A report from the Office of Fair Trading (OFT) has concluded that the nationalisation of Northern Rock did not damage competition in the financial services sector.
According to the report, there had been no "significant adverse" impact on competition in the banking sector. Previously, there had been concerns that Northern Rock had an unfair advantage over other banks and building societies, especially as its savings customers receive 100% protection on their money, whereas those with other providers are only guaranteed to receive compensation on the first £50,000.
As part of its nationalisation deal, Northern Rock agreed to keep its share of the savings market below 1.5% in the UK and 0.8% in Ireland. Last October, it was forced to pull most of its savings range in order to keep to these terms.
It was also restricted to limiting its mortgage origination to no more than 2.5% of the market by value each year.
One issue investigated by the OFT in its report was whether the public perceived Northern Rock to be a safer bank than its competitors, because of its government backing. However, it concludes that public perception of safety has not signifcantly impacted on competition in the marketplace.
The OFT is also satisfied that there are no signs that Northern Rock took advantage of its nationalised status to borrow from wholesale markets and distort the mortgage market by offering more favourable rates.
Change is a-coming
Since the OFT was enlisted by Yvette Cooper, chief secretary to the Treasury, to carry out the report, Northern Rock has been given the go-ahead by the government to increase its lending by £14 billion over the next two years. The move is just one of a host of government and Bank of England measures designed to increase mortgage lending, boost house sales and revive the flagging economy.

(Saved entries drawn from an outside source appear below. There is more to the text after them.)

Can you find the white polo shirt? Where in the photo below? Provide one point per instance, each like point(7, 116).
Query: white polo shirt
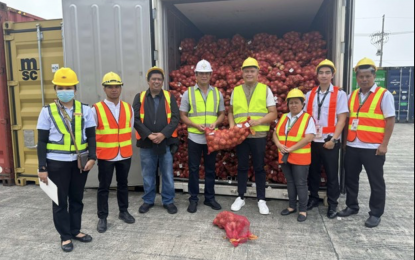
point(45, 123)
point(342, 107)
point(115, 110)
point(388, 108)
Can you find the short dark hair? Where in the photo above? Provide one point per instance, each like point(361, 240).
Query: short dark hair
point(366, 67)
point(54, 87)
point(154, 72)
point(332, 70)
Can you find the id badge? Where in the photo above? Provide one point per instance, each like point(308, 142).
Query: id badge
point(319, 132)
point(355, 124)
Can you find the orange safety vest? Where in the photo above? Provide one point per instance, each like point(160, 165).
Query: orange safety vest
point(112, 137)
point(167, 97)
point(371, 128)
point(297, 133)
point(331, 127)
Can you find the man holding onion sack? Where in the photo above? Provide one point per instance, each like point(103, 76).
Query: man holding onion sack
point(255, 102)
point(202, 107)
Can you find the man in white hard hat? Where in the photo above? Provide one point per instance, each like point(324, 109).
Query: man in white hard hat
point(202, 107)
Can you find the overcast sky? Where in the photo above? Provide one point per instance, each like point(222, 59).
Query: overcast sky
point(399, 51)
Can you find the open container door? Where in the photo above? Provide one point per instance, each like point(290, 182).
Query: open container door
point(103, 36)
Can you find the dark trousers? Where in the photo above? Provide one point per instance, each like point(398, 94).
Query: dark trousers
point(296, 176)
point(256, 148)
point(71, 185)
point(330, 160)
point(105, 174)
point(355, 160)
point(195, 154)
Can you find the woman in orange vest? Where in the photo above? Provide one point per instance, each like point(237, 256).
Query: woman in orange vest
point(293, 136)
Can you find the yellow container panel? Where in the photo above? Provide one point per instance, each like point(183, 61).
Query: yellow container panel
point(25, 69)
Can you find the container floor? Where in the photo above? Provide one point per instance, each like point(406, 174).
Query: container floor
point(27, 230)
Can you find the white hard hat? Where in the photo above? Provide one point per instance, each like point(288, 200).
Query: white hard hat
point(203, 66)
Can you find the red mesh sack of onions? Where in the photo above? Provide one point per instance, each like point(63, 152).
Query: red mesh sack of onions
point(237, 227)
point(228, 138)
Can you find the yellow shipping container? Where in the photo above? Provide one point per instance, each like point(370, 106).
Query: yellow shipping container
point(34, 51)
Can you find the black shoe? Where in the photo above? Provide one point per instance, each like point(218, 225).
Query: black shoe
point(171, 208)
point(331, 214)
point(192, 209)
point(84, 239)
point(287, 212)
point(372, 222)
point(102, 225)
point(312, 203)
point(67, 248)
point(126, 217)
point(301, 218)
point(145, 208)
point(213, 204)
point(347, 212)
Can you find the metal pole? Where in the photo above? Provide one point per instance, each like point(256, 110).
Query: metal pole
point(39, 46)
point(382, 42)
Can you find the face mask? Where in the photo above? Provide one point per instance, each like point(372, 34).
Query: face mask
point(65, 95)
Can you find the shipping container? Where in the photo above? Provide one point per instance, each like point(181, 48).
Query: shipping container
point(380, 80)
point(33, 53)
point(6, 152)
point(130, 36)
point(400, 82)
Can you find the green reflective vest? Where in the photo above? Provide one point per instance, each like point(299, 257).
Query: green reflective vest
point(201, 112)
point(256, 109)
point(66, 146)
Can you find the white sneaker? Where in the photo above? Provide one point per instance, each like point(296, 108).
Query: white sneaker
point(263, 208)
point(238, 204)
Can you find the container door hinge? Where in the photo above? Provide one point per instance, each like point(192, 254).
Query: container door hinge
point(154, 13)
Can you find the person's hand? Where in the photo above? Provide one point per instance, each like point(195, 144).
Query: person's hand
point(89, 165)
point(382, 150)
point(43, 176)
point(283, 148)
point(329, 145)
point(159, 138)
point(213, 126)
point(254, 123)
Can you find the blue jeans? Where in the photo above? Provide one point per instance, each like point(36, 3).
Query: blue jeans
point(149, 161)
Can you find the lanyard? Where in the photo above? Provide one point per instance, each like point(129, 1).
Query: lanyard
point(362, 103)
point(320, 104)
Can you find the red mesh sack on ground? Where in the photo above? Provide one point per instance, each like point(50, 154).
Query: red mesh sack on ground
point(228, 138)
point(237, 227)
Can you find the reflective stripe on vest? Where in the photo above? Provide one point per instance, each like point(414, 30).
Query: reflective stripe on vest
point(65, 146)
point(203, 112)
point(331, 126)
point(371, 128)
point(167, 97)
point(113, 137)
point(301, 156)
point(256, 109)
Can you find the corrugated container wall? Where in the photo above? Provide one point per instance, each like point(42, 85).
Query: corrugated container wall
point(400, 82)
point(6, 153)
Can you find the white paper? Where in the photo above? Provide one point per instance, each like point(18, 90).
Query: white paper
point(51, 190)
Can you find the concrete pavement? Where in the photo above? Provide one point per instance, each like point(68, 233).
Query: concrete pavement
point(27, 231)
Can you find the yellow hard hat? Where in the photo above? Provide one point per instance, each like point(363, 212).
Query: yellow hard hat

The OFT's report disregards this plan, stating it "falls outside the period of the report".
But with fears over the impact on competitiveness in the market potentially resurfacing, the OFT says it will continue to monitor concerns across the financial services sector. This will include Northern Rock, as well as Lloyds Banking Group and Royal Bank of Scotland, which are now both majority owned by the Treasury.
Despite the OFT concluding that competition in the banking sector has not be compromised, it does warn that the fact that Northern Rock is arguably a 'safer bank' than others in the market could have allowed it to easily expand its market share of savings and current accounts, as well as investments products.
While the terms of its nationalisation agreement didn't allow it to take advantage, there is a risk of a longer-term negative impact on competition.
"Consumer harm could follow if depositors and borrowers, post financial turbulence and public support, through inertia are effectively locked-in to products that offer poor rates and do not switch to take advantage of products offering better rates," the OFT warns.
"In this sense, public support could provide Northern Rock with an 'unfair advantage' today that has a negative long term impact on competition."